Saturday, January 26, 2013

Light From the Middle East

Of all the London Things that excite me, the museums and galleries are up there with at the top (with the food.) Life has somewhat got in the way of doing many London Things since we got here but last weekend my sister-not-in-law, her sister (in blood) and I went to the V&A for an afternoon of culture (and food. And if I'm honest, the shop was a pretty big draw too.) But the culture: we went to see Light From the Middle East, a collection of contemporary work by artists from across the Middle East (both resident and diaspora). I don't normally love what I know of contemporary photography, art school pretty much killed my patience for large format prints of well lit shopping trolleys representing the loneliness of the human condition. But when the photography is dealing with politics as opposed to the angst of the wealthy white art student, my patience lasts a little longer.

I particularly loved the work of Atiq Rahimi, an Afghani photographer and film maker living in Paris who returned to Kabul in 2002 after 18 years of exile. He wanted to photograph the city and its changes but he felt that the photos that he took with his digital camera couldn't convey the emotion that  he felt on returning to his home, seeing it so changed since he had last stepped foot there. And so he started experimenting with pinhole cameras, and the pictures that he made went much further than crisp mega pixels ever could in capturing the muddled, dreamlike feeling of returning home after exile.

 Photographs by Atiq Rahimii © Victoria and Albert Museum, London

Pinhole cameras are true magic; a box with a hole punched in it, some photographic paper taped inside, a guessed exposure time, and hope. The results are unpredictable, you might get an image or you might (as I always have) get a piece of over-exposed white paper.

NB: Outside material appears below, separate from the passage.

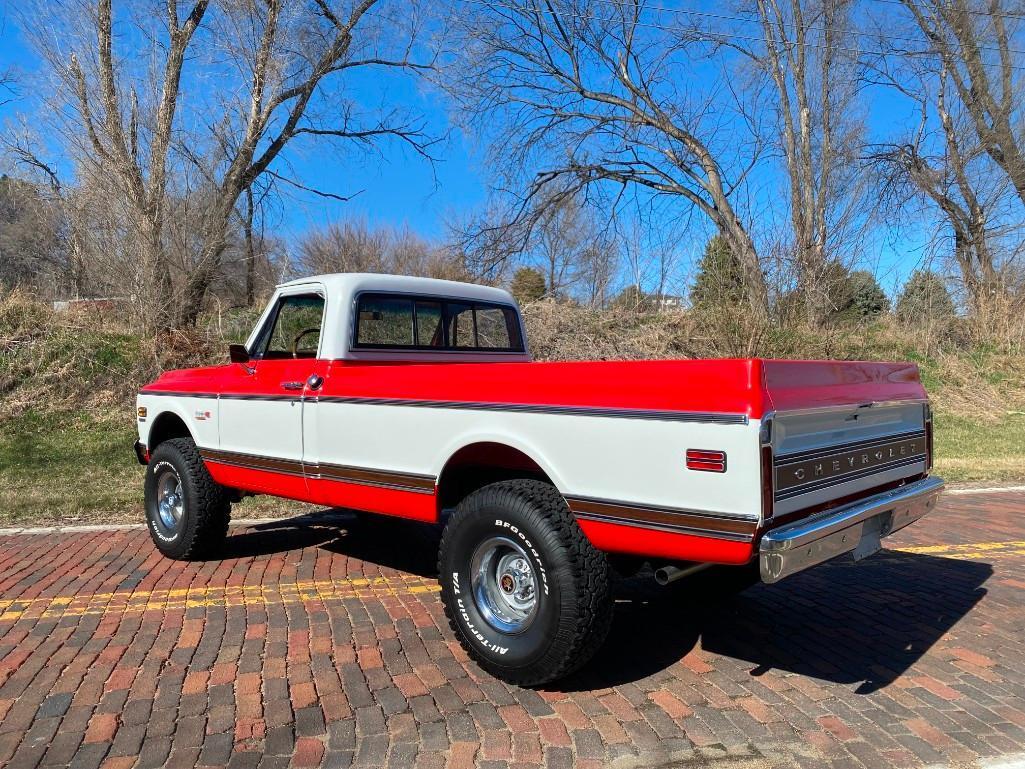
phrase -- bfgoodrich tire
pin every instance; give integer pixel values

These photos are tiny, maybe 5x8cm. To see them you have to get up close, hold your face mere inches from the frame. You feel like you are peering through a crack in a wall, a door left ajar, and catching a glimpse of someone else's memories. These tiny photos are so much that I love about photography.

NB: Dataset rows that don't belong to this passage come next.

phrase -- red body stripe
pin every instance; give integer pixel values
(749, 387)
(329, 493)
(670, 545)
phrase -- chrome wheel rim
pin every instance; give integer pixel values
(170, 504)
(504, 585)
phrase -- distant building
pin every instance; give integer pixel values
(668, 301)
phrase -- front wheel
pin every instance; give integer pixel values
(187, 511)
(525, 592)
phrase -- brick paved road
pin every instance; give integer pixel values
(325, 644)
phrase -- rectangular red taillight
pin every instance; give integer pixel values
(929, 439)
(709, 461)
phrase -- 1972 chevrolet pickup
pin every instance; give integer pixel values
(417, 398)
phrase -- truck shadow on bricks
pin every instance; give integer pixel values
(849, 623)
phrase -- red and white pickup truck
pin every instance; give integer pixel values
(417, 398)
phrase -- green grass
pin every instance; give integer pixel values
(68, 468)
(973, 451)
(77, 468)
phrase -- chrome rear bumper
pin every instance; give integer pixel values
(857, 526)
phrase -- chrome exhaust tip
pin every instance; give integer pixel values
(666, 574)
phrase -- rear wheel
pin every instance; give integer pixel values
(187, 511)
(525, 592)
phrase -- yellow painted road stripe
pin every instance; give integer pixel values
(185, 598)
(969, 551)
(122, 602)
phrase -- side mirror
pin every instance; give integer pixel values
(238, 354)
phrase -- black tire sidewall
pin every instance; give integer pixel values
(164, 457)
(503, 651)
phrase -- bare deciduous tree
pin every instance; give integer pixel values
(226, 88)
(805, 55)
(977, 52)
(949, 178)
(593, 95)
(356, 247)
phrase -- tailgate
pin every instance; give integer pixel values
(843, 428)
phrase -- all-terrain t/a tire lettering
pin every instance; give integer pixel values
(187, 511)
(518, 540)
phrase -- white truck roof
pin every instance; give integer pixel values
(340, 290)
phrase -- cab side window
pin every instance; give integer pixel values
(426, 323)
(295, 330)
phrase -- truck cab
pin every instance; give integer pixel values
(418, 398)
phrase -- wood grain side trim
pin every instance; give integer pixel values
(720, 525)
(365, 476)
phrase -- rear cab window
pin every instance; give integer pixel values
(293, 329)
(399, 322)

  1. Reminds me of Francis Frith, when photography first explored.

  2. I know shitall about photography, but you made me want to go and see this now.

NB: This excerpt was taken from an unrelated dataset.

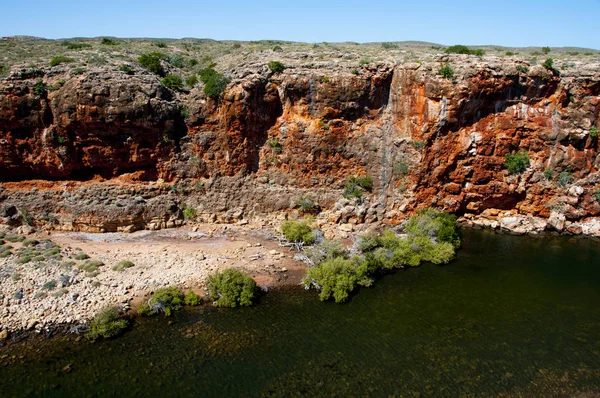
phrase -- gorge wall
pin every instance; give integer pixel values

    Have you seen the Jonas Mekas exhibition at the serpentine?

    I'm all for hearing your London exhibition recommendations please thank you (impending unemployment means more time for museums:)

  3. These are beautiful and this is the exact reason I would want to live in London

  4. Last SUnday we went to the V&A as we'll. I really wanted to see this exposition. My father is a photojournalist and he has always been interested in the Middle East (my second name is Leila for that reason).My favorite photographer was Issa Touma who did the series on the Sufi festival: the day of Al-ziyara. But the series you showed Atiq Rahimi was also one of the ones I liked the most. I love London so much.